Tra i tanti tratti che Fleming proietta su questo suo alter ego letterario vi è il gusto per lo stile e l’eleganza.  Per usare le stesse parole di un suo romanzo  “La valigia era una Revelation di cinghiale usata, che un tempo doveva essere costata molto cara. Il contenuto si addiceva perfettamente all’aspetto esterno: un abito da sera; un abito pied-de-poule bianco e nero per la campagna e il golf; scarpe da golf Saxon; un vestito blu scuro in “tropicale” uguale a quello che Bond indossava; qualche camicia di seta bianca e qualcuna sportiva di color azzurro scuro, con le maniche corte e il colletto chiuso”. Ma se Fleming non si era mai potuto permettere abiti sartoriali della celeberrima Savile Row di Londra, Bond sfoggia costosissimi completi confezionati a mano dai migliori sarti inglesi: tradizione che sarà mantenuta anche per i molti film della saga cinematografica, fino a quando 007 negli anni ‘90 non adotterà completi dell’italianissima maison Brioni, per poi passare all’americana Tom Ford.
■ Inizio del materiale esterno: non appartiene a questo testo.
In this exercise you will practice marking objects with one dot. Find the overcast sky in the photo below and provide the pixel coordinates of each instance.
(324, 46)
Nella sua vasta produzione Fleming ha descritto coinvolgenti avventure di chiara impostazione hitchcockiana. Avventure fatte di intrighi internazionali, amori conturbanti e impossibili, tranelli e tradimenti, rischi mortali e acrobatiche peripezie. Il tutto condito da suggestive ed esotiche atmosfere, sicari spietati, armi e attrezzature tecnologiche e letali, avventure galanti tra spie del fronte avverso, inseguimenti frenetici che si svolgono a bordo di strepitose automobili, lussuosi yacht e antichi treni dal sapore nostalgico, come l’Orient Express.
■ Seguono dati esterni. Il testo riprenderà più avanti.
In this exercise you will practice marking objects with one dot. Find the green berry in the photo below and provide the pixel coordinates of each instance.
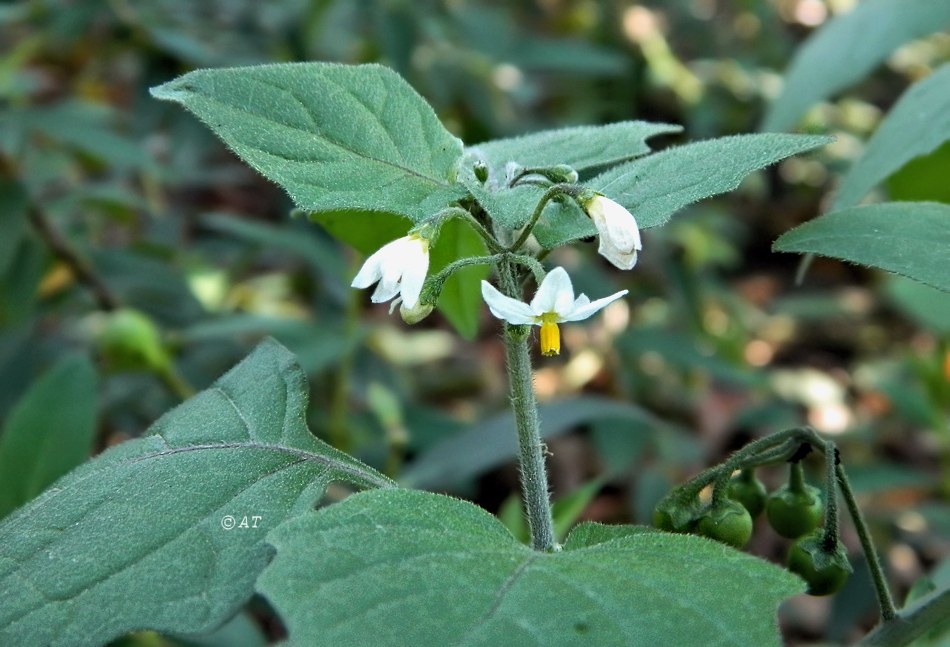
(130, 340)
(824, 570)
(749, 491)
(728, 522)
(795, 509)
(672, 515)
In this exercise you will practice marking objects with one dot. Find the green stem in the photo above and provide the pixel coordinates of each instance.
(466, 215)
(884, 599)
(830, 536)
(910, 623)
(534, 476)
(550, 194)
Il nome di James Bond fu rubato da Fleming a quello di un ornitologo britannico che divenne suo malgrado omonimo del più famoso agente segreto della letteratura e del cinema. Contrariamente al personaggio cinematografico, divenuto un eroe atemporale, Fleming dipinge per 007 una biografia piuttosto precisa: nato l’11 novembre 1920 dallo scozzese Andrew Bond e dalla svizzera Monique Delacroix, il giovane James rimane orfano molto presto di entrambi i genitori a causa di un incidente alpinistico. Educato al College di Eton e all’Università di Ginevra, si distingue come eccellente sciatore e scalatore quanto indisciplinato studente. Nel 1941 diviene ufficiale della Marina Militare Britannica, per poi approdare all’MI6, il servizio segreto di Sua Maestà, dove si guadagnerà presto sul campo il doppio zero, identificativo della licenza di uccidere.  In questa dettagliata biografia spicca anche il matrimonio con la timida Teresa Draco, cosa piuttosto singolare pe un personaggio divenuto famoso anche come rapace seduttore. Ma la sua luna di miele si trasformerà ben presto nell’incubo che più di ogni altra segnerà il carattere cupo e tormentato di 007: la sua neosposa sarà eliminata per errore dal capo della Spectre in persona, il diabolico Ernst Stavro Blofeld, nell’ennesimo tentativo di uccidere Bond.

Il pubblico si mostra, del resto, così affezionato a James Bond che le sue avventure avranno un seguito anche dopo la prematura morte di Ian Fleming. Le avventure di 007 continueranno per opera di scrittori come Robert Markham, Christopher Wood, John Gardner, Raymond Benson, Jeffery Deaver, William Boyd, per non interrompere una saga letteraria che, si può dire, abbia attraversato i secoli. Con lettori di tutto il mondo che continuano a gradire le imprese di 007 e a leggere  sempre con immenso piacere il loro agente favorito ripetere  la  celebre battuta: “My name is Bond, James Bond!”.